I felt a pang of selfishness, knowing I was going to be tangled into his afternoon courting gestures.
“Okay, that’s fine,” I conceded, somehow sensing trouble. That afternoon, we picked up his gorgeous harem at the point–three stunning, bikini-clad teens and headed out around the reef.
The swell was on its way down, but there the occasional solid set that kept me at full attention. I caught one of my best waves yet that afternoon, and forgot all about my foreboding feeling as we surfed into our second hour. Then suddenly the girls appeared in the channel where the wave dismisses the surfers into the flats. They hovered there for a while, and then Andy went over and gave one of them his board. She paddled back to the dinghy, while he swam with the other two up into the line-up.

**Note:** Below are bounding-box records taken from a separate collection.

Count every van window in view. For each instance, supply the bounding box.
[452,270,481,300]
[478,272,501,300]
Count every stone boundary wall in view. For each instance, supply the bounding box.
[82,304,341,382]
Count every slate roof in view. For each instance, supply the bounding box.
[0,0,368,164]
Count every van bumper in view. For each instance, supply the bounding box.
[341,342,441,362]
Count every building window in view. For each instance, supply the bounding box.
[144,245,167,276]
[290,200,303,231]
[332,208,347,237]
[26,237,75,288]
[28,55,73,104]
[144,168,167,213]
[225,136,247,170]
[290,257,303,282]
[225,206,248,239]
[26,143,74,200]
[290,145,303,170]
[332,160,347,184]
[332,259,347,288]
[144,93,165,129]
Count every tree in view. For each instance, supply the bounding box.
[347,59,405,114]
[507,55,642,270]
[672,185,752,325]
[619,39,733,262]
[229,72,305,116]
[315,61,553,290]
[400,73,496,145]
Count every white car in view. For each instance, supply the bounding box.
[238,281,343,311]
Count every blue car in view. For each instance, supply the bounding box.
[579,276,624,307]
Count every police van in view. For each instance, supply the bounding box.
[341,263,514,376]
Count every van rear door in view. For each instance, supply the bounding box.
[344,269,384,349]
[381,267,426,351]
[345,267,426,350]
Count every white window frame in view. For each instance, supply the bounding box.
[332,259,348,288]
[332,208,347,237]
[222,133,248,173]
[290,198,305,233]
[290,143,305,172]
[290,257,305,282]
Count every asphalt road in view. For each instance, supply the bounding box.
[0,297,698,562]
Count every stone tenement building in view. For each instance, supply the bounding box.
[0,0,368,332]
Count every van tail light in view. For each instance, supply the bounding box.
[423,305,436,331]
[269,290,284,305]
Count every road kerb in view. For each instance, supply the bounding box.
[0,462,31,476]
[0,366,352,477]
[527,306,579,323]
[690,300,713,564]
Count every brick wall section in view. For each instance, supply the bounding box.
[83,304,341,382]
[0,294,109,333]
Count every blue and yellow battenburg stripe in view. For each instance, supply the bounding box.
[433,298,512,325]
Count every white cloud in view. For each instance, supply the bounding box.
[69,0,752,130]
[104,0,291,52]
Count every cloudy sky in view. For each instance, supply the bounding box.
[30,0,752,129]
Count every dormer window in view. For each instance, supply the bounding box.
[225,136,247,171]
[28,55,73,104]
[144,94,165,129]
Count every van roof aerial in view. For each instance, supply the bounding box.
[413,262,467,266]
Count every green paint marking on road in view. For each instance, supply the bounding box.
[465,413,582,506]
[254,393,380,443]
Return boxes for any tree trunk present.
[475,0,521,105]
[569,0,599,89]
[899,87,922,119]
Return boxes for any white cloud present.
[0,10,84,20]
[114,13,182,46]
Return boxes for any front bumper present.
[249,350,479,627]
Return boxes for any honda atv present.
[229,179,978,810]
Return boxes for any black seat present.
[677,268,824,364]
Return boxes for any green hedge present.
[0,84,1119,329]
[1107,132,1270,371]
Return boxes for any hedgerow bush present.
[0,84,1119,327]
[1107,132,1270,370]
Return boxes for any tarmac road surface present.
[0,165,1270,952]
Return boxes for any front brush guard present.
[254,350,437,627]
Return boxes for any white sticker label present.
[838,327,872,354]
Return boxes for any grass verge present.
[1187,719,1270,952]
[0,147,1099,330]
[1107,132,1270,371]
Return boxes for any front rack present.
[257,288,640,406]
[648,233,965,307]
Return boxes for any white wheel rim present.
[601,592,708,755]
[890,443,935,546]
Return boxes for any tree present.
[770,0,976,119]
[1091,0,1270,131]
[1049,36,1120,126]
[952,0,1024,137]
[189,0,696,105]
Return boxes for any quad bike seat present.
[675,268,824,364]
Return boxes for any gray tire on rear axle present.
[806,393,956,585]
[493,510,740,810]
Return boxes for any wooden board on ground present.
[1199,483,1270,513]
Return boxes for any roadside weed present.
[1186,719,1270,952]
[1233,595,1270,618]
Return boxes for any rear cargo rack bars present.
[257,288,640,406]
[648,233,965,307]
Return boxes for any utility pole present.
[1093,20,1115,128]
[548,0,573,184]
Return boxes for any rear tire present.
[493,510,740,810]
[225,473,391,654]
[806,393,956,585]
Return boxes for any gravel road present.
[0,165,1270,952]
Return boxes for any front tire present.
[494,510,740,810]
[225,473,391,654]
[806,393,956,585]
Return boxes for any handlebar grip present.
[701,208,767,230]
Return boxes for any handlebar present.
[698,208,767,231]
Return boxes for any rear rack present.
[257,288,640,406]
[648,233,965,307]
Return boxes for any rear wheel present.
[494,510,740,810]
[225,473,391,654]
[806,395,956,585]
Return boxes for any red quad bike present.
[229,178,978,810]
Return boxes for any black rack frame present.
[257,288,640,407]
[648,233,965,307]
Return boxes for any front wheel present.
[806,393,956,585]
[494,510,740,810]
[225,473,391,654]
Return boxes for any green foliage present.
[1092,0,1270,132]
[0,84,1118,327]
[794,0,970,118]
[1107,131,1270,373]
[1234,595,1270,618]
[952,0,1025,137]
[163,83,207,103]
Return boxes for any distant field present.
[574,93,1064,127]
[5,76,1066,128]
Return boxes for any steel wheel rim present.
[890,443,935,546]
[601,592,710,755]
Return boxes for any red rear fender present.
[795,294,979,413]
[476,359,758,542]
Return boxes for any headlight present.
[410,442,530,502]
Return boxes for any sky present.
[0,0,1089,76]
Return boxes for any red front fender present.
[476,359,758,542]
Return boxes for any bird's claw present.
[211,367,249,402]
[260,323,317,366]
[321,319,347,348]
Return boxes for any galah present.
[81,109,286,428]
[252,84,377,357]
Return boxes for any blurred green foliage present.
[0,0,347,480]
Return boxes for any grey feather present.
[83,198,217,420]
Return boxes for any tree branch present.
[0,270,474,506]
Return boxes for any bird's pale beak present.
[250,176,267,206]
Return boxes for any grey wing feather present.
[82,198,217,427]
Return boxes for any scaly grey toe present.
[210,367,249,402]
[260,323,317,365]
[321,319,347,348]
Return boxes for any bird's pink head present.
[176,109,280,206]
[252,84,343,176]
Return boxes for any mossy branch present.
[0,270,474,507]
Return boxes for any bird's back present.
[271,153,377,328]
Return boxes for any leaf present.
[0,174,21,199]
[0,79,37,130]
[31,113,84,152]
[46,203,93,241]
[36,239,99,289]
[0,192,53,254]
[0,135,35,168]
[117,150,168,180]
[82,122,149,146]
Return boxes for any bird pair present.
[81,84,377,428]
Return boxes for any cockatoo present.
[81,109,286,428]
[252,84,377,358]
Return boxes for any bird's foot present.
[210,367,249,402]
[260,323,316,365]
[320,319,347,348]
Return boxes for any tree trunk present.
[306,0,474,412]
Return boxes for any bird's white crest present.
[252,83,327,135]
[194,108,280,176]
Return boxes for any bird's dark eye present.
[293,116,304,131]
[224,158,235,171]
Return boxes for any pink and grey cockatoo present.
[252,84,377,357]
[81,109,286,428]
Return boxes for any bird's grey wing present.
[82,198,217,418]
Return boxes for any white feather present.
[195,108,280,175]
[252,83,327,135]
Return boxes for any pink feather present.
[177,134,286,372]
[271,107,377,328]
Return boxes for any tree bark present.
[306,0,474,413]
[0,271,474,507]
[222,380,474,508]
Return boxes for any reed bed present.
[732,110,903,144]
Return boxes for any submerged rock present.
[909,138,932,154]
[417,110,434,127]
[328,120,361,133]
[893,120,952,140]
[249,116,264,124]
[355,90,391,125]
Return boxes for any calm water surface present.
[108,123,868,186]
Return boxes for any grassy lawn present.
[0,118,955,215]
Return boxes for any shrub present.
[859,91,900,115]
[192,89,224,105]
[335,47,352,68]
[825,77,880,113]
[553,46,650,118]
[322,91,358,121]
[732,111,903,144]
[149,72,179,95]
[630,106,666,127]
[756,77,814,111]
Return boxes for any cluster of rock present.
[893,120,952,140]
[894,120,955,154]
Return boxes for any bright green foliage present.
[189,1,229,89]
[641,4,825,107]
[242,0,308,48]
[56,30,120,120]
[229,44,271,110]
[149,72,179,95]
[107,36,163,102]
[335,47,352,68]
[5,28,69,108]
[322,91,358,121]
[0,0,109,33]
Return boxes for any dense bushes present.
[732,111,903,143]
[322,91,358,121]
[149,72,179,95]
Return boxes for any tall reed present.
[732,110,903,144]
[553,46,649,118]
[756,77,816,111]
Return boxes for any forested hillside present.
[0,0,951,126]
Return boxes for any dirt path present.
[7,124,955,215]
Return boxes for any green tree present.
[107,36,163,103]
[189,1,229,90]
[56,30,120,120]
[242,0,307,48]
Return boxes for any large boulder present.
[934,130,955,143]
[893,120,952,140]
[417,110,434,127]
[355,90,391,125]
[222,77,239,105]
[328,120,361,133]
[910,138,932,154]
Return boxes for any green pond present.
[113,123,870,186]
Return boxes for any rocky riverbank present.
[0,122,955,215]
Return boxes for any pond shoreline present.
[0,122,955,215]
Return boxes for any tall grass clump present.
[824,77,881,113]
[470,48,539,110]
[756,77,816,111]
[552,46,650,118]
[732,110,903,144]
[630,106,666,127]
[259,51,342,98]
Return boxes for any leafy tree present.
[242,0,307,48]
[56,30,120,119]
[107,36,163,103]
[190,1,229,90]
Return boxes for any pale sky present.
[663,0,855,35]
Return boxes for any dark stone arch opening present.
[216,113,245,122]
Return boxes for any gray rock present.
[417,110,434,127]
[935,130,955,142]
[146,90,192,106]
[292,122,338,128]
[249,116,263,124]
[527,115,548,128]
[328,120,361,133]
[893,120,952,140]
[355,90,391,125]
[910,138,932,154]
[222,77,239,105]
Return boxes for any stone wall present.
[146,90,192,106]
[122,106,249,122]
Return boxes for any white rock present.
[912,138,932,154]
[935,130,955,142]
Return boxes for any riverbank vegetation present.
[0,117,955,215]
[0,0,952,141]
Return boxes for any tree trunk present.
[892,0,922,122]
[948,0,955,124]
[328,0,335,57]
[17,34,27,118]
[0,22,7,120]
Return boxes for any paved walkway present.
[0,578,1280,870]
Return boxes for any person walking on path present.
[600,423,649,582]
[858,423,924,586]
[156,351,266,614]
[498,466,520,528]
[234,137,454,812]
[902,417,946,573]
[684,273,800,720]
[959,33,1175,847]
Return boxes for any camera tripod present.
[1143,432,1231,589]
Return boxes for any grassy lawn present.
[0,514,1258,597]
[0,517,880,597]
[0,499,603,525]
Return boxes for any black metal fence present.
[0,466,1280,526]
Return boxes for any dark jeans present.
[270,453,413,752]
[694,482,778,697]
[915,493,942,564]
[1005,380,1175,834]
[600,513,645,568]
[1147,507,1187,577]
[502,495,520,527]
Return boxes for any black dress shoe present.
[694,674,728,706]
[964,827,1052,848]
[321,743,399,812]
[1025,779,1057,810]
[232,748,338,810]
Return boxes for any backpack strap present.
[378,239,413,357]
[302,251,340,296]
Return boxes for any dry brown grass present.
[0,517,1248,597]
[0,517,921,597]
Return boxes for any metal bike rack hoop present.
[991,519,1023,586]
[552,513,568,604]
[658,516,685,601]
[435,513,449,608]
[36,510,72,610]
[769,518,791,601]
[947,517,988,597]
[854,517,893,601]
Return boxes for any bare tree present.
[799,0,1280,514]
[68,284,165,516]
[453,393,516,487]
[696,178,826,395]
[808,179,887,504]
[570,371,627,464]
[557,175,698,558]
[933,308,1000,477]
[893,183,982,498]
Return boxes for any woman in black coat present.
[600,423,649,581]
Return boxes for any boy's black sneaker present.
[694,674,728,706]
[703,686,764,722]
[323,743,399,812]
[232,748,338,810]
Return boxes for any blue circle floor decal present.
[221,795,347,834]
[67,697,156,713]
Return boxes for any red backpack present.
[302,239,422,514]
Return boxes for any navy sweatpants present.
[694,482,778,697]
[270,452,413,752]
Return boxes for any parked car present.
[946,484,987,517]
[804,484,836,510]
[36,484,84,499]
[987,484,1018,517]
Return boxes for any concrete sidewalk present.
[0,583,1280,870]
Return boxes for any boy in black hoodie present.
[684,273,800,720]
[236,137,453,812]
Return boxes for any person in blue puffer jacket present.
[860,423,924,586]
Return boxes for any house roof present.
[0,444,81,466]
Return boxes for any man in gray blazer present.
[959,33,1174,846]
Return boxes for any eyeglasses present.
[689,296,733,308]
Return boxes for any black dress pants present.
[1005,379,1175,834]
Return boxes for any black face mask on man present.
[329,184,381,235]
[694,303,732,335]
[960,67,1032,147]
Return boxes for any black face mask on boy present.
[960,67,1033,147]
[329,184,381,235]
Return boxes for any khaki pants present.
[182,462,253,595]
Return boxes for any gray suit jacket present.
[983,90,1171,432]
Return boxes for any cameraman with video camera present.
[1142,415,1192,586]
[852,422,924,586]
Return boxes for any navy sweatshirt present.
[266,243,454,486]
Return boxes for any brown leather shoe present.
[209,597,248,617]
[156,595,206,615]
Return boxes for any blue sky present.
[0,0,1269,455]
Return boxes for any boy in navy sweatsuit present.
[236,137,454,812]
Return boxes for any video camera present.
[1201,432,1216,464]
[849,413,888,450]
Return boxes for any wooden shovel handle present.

I was too busy concentrating on picking the right waves and not getting smashed by a set to worry about the swimmers that were now past me, frolicking and giggling their way up along the line-up. The whole thing made me nervous. But Andy knew this wave better than anyone out there? He knew better than to bring the girls into the impact zone at Teahupoo? Apparently he’d become a bit overwhelmed by the beauty of his sea nymphs and his better judgment had gone out with the ebbing tide. They had been treading water in the line-up for a solid ten minutes now. I waited in angst as we were due for a set.